Studying shorebirds on the Alaskan tundra using passive acoustics and machine learning 

Join Morgan Ziegenhorn (they/she), Manomet’s Data Scientist and Acoustic Ecologist, on an exploration of how we collect and process sounds from the Alaskan tundra. Passive acoustic monitoring is a method of ecosystem surveying that involves passively recording sounds at a study site. However, acoustic data adds up quickly– think multiple terabytes within a couple of years– so automated AI tools for detecting bird sounds within the data are a key step in the analysis process. At Manomet, we’re working in collaboration with USFWS and Canadian partners to use passive acoustic monitoring to augment Manomet’s large scale monitoring of breeding shorebirds and explore whether audio monitoring can improve or replace visual observations of shorebird density. In this presentation, we’ll talk about the basics of passive acoustic monitoring: what it is, why we use it, and how using it in conjunction with AI can provide new, fascinating insights into the lives of birds in remote ecosystems.

About the presenter:

Morgan Ziegenhorn, Ph.D.

Morgan Ziegenhorn (they/she) is a Research Associate in Data Science and Acoustic Ecology at Manomet Conservation Sciences. Previously, Morgan worked in close collaboration with Manomet scientists as a postdoctoral researcher at the Universite de Moncton in New Brunswick, Canada, conducting groundbreaking research in the analysis of acoustic data sets applied to large-scale shorebird monitoring.
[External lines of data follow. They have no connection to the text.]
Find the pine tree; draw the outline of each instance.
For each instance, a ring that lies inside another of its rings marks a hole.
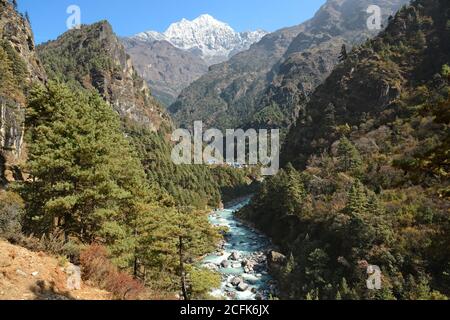
[[[363,184],[359,180],[356,180],[348,192],[346,211],[353,216],[358,216],[364,214],[366,210],[366,191]]]
[[[358,174],[362,169],[362,159],[356,147],[346,137],[342,137],[338,146],[339,168]]]
[[[375,193],[370,193],[367,200],[367,212],[372,216],[381,217],[385,210],[381,201],[378,199]]]
[[[291,164],[286,166],[284,192],[282,202],[285,214],[300,214],[303,201],[306,198],[306,190],[300,173]]]
[[[139,260],[146,278],[165,290],[176,290],[190,299],[187,273],[195,258],[211,252],[218,233],[207,215],[192,208],[147,207],[139,234]]]
[[[325,109],[325,120],[327,128],[334,129],[336,127],[336,108],[332,103]]]
[[[22,86],[26,66],[6,41],[0,42],[0,96],[25,102]]]

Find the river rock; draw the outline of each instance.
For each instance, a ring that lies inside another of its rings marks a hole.
[[[222,266],[222,268],[229,268],[230,267],[230,261],[223,260],[220,265]]]
[[[227,292],[227,296],[230,299],[235,299],[236,298],[236,292]]]
[[[233,253],[230,256],[230,259],[237,261],[237,260],[239,260],[239,257],[240,257],[239,253],[237,253],[236,251],[233,251]]]
[[[211,270],[211,271],[218,271],[219,270],[219,266],[216,265],[215,263],[207,263],[203,265],[206,269]]]
[[[239,277],[234,277],[233,279],[231,279],[231,281],[230,281],[230,283],[233,285],[233,286],[238,286],[238,285],[240,285],[241,284],[241,282],[243,282],[244,280],[242,280],[241,278],[239,278]]]
[[[240,263],[233,263],[233,269],[238,269],[241,267]]]
[[[241,282],[239,283],[239,285],[237,286],[237,290],[244,292],[248,289],[248,284],[246,284],[245,282]]]

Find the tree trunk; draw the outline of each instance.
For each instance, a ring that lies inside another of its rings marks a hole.
[[[183,238],[179,237],[180,244],[180,273],[181,273],[181,292],[183,293],[183,299],[185,301],[189,300],[187,289],[186,289],[186,275],[184,273],[184,261],[183,261]]]

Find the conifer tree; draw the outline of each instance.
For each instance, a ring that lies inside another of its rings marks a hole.
[[[367,196],[363,184],[357,180],[348,192],[346,210],[352,215],[363,214],[367,209]]]
[[[306,197],[306,190],[300,173],[291,164],[286,166],[286,181],[284,182],[283,200],[285,214],[300,214],[301,206]]]
[[[192,261],[215,248],[218,234],[207,215],[188,207],[147,207],[139,234],[139,257],[147,279],[189,299]]]
[[[342,137],[338,147],[339,167],[342,171],[358,173],[362,159],[356,147],[346,137]]]

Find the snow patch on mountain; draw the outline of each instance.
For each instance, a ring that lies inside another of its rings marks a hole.
[[[192,21],[182,19],[173,23],[164,33],[147,31],[133,38],[149,42],[168,41],[177,48],[198,53],[211,65],[249,49],[266,34],[263,30],[236,32],[228,24],[204,14]]]

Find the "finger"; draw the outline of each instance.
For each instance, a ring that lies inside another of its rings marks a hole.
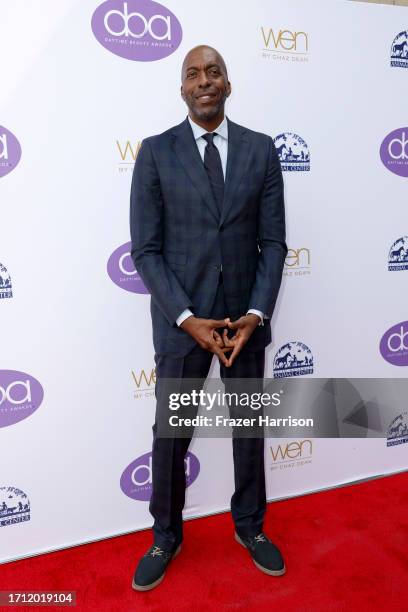
[[[224,351],[222,349],[220,349],[216,344],[214,344],[214,346],[213,346],[213,353],[215,353],[218,356],[218,359],[221,361],[221,363],[223,363],[225,365],[225,367],[228,368],[228,361],[229,360],[224,355]]]
[[[207,351],[210,351],[211,353],[215,353],[216,349],[218,351],[222,351],[223,353],[228,353],[228,352],[232,351],[233,347],[232,346],[224,346],[224,342],[222,340],[221,340],[221,345],[220,345],[220,344],[218,344],[218,342],[215,339],[210,338],[209,343],[207,345]]]
[[[241,319],[237,319],[236,321],[229,321],[227,325],[230,329],[237,329],[240,326],[240,321]]]
[[[228,330],[227,330],[227,333],[228,333]],[[228,336],[228,339],[231,340],[232,342],[236,342],[236,340],[240,339],[241,334],[242,334],[242,328],[238,327],[235,334],[232,334],[232,336]]]
[[[231,355],[229,356],[229,359],[228,359],[229,367],[232,366],[232,364],[234,363],[235,359],[238,357],[239,353],[241,352],[241,349],[242,349],[242,343],[241,342],[237,343],[234,346],[234,350],[232,351],[232,353],[231,353]]]
[[[216,343],[218,344],[218,346],[224,346],[224,342],[223,339],[221,338],[220,334],[217,331],[213,331],[213,337],[214,340],[216,341]]]
[[[221,346],[217,344],[217,346],[219,347],[220,351],[222,351],[223,353],[230,353],[232,349],[234,348],[233,346],[225,346],[224,343],[222,343]]]
[[[227,325],[226,319],[208,319],[211,327],[225,327]]]
[[[235,342],[234,342],[234,340],[233,340],[233,338],[234,338],[234,337],[235,337],[235,336],[233,336],[232,338],[229,338],[229,337],[228,337],[228,330],[227,330],[227,329],[224,329],[224,332],[223,332],[223,334],[222,334],[222,339],[223,339],[223,341],[224,341],[224,345],[225,345],[225,346],[231,346],[231,347],[232,347],[232,346],[234,346],[234,344],[235,344]]]

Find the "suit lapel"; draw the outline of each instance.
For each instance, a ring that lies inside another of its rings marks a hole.
[[[173,148],[177,158],[200,193],[204,203],[208,206],[219,227],[221,227],[230,212],[234,202],[235,191],[241,180],[246,176],[249,164],[249,147],[245,128],[233,123],[228,118],[227,121],[228,157],[221,218],[188,119],[180,123],[172,132]]]
[[[173,147],[178,160],[218,223],[219,213],[217,203],[214,200],[210,181],[208,180],[208,175],[188,119],[178,125],[172,135]]]
[[[225,221],[227,215],[234,202],[234,193],[243,179],[246,176],[246,168],[249,164],[248,155],[248,140],[246,138],[246,130],[241,126],[228,121],[228,157],[227,157],[227,172],[225,177],[224,203],[222,206],[222,214],[220,225]]]

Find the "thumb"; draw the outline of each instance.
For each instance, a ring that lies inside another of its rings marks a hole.
[[[237,321],[229,321],[228,327],[230,329],[237,329],[239,327],[239,319]]]
[[[228,325],[229,319],[211,319],[210,321],[212,327],[225,327],[225,325]]]

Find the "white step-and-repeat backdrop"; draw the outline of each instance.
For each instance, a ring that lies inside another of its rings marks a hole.
[[[408,10],[0,0],[0,15],[8,561],[152,522],[150,296],[129,256],[129,190],[141,140],[186,116],[180,68],[197,44],[223,54],[228,116],[273,136],[284,170],[289,253],[267,375],[406,377]],[[407,434],[401,405],[388,440],[268,440],[269,498],[406,469]],[[227,509],[231,441],[190,450],[185,516]]]

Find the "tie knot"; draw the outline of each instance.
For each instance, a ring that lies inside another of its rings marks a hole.
[[[217,132],[207,132],[206,134],[203,134],[203,138],[209,145],[212,145],[214,144],[214,136],[216,136],[216,134]]]

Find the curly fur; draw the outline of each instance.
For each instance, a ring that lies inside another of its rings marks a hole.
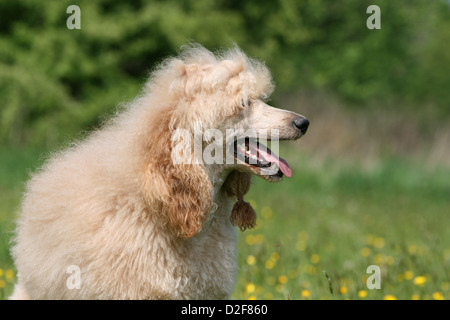
[[[272,89],[267,68],[238,48],[215,55],[191,45],[164,61],[140,97],[53,154],[28,182],[12,247],[12,298],[229,297],[233,225],[245,230],[256,221],[243,201],[251,173],[174,164],[171,137],[177,128],[192,131],[196,120],[204,128],[250,126],[242,101]],[[194,158],[192,147],[183,151]],[[81,285],[70,289],[73,265]]]

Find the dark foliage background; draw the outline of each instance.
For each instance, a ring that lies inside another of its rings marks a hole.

At Manomet, Morgan will continue to work in collaboration with Manomet’s USFWS and Canadian partners on cutting-edge machine learning and advanced statistical analyses of audio recordings of shorebirds in the Arctic. Their current research in this field includes improving automated detection and classification of Arctic shorebird vocalizations, species distribution modelling, and abundance estimation. Along with their colleagues, they are using these approaches to augment Manomet’s large-scale monitoring of breeding shorebirds and explore whether audio monitoring can improve or replace visual observations of shorebird density.